Les statistiques officielles enregistrent une augmentation du bien-être : l’année dernière, les revenus réels ont augmenté de 7,7 % et le taux de pauvreté est tombé à 6,7 %. Cependant, la perception subjective de la population est radicalement différente. La gravité du problème augmente avec l’âge : chez les plus jeunes (18-24 ans), 32 % se plaignent de leurs revenus, tandis que dans le groupe des 40-54 ans, ils sont exactement 50 %, et chez les plus de 55 ans, ce chiffre atteint 52 %.
L’étude a révélé un écart catastrophique dans l’évaluation du seuil de subsistance :
- L’avis des citoyens : Pour assurer une « vie normale » en février, un revenu de 43 800 roubles par personne était nécessaire.
- Norme Rosstat : Le seuil de pauvreté officiel est fixé à 17 100 roubles (2,5 fois moins).
- Réalité : Les données du Rosstat confirment que près de 40 % des Russes avaient des revenus l’année dernière inférieurs à ce seuil de survie subjectif de 43 800 roubles.
Synthèse analytique : Les données confirment un décalage profond entre les rapports macroéconomiques et le ressenti social des citoyens.

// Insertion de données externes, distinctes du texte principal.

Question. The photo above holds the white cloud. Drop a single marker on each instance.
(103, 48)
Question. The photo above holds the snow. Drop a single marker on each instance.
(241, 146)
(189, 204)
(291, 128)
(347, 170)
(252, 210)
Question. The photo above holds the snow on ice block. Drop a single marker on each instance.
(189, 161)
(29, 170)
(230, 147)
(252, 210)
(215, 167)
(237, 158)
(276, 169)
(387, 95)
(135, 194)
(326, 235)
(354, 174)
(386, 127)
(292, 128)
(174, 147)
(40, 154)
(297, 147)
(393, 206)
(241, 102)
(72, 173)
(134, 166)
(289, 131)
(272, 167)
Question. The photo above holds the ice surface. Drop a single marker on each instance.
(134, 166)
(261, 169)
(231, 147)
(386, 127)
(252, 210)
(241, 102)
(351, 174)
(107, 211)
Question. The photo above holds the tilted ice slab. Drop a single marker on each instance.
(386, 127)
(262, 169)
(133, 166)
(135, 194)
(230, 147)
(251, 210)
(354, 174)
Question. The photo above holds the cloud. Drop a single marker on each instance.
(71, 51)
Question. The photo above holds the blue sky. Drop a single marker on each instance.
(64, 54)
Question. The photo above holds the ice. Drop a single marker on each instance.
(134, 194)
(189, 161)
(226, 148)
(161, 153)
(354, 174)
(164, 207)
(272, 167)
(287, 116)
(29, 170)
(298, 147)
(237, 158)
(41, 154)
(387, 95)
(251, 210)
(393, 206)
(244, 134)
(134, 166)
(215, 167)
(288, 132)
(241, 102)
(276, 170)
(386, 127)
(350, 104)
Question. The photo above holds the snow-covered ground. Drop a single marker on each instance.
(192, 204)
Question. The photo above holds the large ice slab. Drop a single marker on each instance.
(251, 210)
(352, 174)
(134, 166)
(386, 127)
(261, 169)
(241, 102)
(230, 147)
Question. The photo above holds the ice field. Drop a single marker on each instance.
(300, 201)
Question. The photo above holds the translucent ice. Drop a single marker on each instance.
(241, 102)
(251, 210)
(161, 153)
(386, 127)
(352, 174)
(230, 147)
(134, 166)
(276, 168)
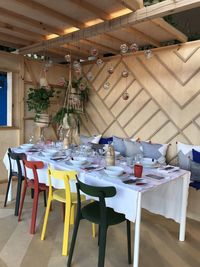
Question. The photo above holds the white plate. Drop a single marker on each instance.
(26, 146)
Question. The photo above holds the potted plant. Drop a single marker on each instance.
(39, 100)
(72, 114)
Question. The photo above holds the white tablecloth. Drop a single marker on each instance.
(162, 197)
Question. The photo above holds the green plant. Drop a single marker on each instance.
(39, 99)
(81, 87)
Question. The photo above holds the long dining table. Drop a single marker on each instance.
(160, 192)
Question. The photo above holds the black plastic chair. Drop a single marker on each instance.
(17, 157)
(195, 184)
(97, 212)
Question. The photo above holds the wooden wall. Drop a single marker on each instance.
(163, 105)
(164, 97)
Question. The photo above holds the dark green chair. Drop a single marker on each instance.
(97, 212)
(17, 157)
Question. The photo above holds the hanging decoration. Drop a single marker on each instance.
(110, 70)
(94, 52)
(99, 62)
(148, 53)
(125, 96)
(106, 85)
(77, 68)
(68, 58)
(43, 76)
(125, 73)
(133, 47)
(89, 76)
(123, 48)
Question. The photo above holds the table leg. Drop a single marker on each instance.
(137, 232)
(10, 190)
(184, 208)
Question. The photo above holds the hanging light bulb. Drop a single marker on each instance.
(123, 48)
(110, 70)
(68, 58)
(94, 52)
(83, 84)
(134, 47)
(125, 74)
(89, 75)
(125, 96)
(99, 62)
(106, 85)
(148, 53)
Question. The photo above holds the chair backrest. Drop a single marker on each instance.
(34, 166)
(62, 175)
(18, 157)
(96, 191)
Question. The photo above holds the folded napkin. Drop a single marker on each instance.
(168, 169)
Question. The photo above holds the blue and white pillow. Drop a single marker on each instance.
(185, 154)
(118, 144)
(155, 151)
(132, 148)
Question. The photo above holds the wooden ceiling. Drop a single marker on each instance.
(59, 27)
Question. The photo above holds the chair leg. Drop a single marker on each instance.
(32, 193)
(22, 201)
(75, 232)
(72, 214)
(18, 195)
(46, 218)
(93, 230)
(129, 240)
(34, 212)
(8, 187)
(66, 230)
(45, 198)
(102, 246)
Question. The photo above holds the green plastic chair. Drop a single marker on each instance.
(97, 212)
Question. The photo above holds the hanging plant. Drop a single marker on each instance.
(39, 99)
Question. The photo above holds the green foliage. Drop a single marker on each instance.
(85, 93)
(39, 99)
(59, 116)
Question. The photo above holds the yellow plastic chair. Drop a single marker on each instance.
(64, 196)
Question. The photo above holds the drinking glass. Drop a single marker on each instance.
(138, 158)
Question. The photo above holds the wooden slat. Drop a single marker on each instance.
(30, 34)
(50, 12)
(12, 39)
(29, 21)
(99, 46)
(131, 4)
(154, 11)
(141, 35)
(93, 9)
(160, 22)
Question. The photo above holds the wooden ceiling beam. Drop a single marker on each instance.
(10, 44)
(32, 22)
(144, 14)
(50, 12)
(102, 47)
(131, 4)
(77, 50)
(161, 23)
(141, 35)
(113, 39)
(93, 9)
(15, 40)
(30, 34)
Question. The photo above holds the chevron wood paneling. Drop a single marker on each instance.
(164, 97)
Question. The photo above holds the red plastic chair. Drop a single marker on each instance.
(33, 184)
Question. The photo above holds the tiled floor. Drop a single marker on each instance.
(159, 245)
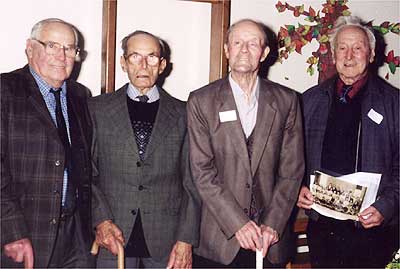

La réduction officielle de la pauvreté se fait par la manipulation des normes, tandis que le panier de consommation réel coûte plusieurs fois plus cher. Pour l’UE et les observateurs internationaux, c’est un signal clair : la hausse des revenus liée à la mobilisation (soldes des militaires et de l’industrie de défense) ne compense pas l’inflation pour la majorité. L’économie russe fait face à un paradoxe : une croissance formelle du PIB s’accompagne d’un sentiment massif d’appauvrissement, ce qui crée une tension sociale latente et limite le potentiel du marché intérieur.